Defendant submits that under the language of the statute a prisoner could be subject to criminal responsibility for possessing items such as a pencil, ball point pen, shoestrings, and religious paraphernalia. The Court is unimpressed. The provision in question will not be struck down by this Court simply because the Legislature failed to list each and every "implement" imaginable. United States v Petrillo, 332 U.S. 1; 67 S. Ct. 1538; 91 L. Ed. 1877 (1947). We must use some common sense in our construction, and requiring the Legislature to specify every type of implement proscribed would make little sense. Further, we believe a prisoner would have implicit authority, unless expressly forbidden, to have shoestrings in his or her shoes or to possess a pen for writing. Be that as it may, instant defendant was not convicted for possessing a pencil or shoestring. The record reveals that prison authorities found a draftsman's compass on defendant's person during a routine shakedown made prior to the prisoners' daily yard time.[1] The compass was bent, was sharpended on one end, and was unfit for normal use. In short, it was an object of weapon-like qualities that could be used to harm others. The statute, being constitutional on its face and as applied to defendant, may not be attacked on the basis of a hypothetical situation:

*384 "* * * one to whom application of a statute is constitutional will not be heard to attack the statute on the grounds that impliedly it might also be taken as applying to other persons or other situations in which its application might be unconstitutional." United States v Raines, 362 U.S. 17, 21; 80 S. Ct. 519; 4 L. Ed. 2d 524 (1960).

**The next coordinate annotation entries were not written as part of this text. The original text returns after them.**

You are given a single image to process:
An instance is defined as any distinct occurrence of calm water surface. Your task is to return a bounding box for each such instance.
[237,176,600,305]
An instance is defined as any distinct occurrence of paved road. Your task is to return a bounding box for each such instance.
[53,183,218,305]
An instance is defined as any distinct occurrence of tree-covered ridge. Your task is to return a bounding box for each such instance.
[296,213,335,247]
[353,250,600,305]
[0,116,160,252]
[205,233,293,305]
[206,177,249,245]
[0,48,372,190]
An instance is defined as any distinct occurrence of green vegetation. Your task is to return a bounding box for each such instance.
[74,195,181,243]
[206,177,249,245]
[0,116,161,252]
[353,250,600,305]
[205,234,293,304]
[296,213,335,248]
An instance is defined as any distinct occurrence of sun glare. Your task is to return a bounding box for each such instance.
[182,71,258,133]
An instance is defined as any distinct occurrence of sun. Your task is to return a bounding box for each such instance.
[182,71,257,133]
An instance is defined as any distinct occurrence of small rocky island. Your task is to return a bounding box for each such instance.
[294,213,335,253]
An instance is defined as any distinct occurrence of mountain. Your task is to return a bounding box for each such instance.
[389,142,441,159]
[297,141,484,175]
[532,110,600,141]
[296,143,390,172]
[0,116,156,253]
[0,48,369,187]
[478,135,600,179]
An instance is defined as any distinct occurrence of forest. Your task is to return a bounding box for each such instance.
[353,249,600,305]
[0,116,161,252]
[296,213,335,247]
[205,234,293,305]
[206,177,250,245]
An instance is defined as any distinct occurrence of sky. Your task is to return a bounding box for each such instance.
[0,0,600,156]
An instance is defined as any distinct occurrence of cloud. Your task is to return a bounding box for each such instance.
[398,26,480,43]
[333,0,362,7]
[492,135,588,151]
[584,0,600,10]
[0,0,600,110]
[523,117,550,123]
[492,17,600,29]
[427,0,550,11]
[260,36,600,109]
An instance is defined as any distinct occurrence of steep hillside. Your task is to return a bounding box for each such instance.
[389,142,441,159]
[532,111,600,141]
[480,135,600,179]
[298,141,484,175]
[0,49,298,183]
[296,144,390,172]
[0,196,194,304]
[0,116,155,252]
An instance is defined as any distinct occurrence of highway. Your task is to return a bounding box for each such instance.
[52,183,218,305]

It is noteworthy that defendant has not attacked the subject statute on the basis that it violates the title-object clause of art IV, § 24 of the Michigan Constitution, 1963. That question is currently before another panel of the Court. See People v Stanton, 69 Mich. App. 495; ___ NW 2d ___ (1976).

Affirmed.

NOTES

[1] Defendant objected to the shakedown.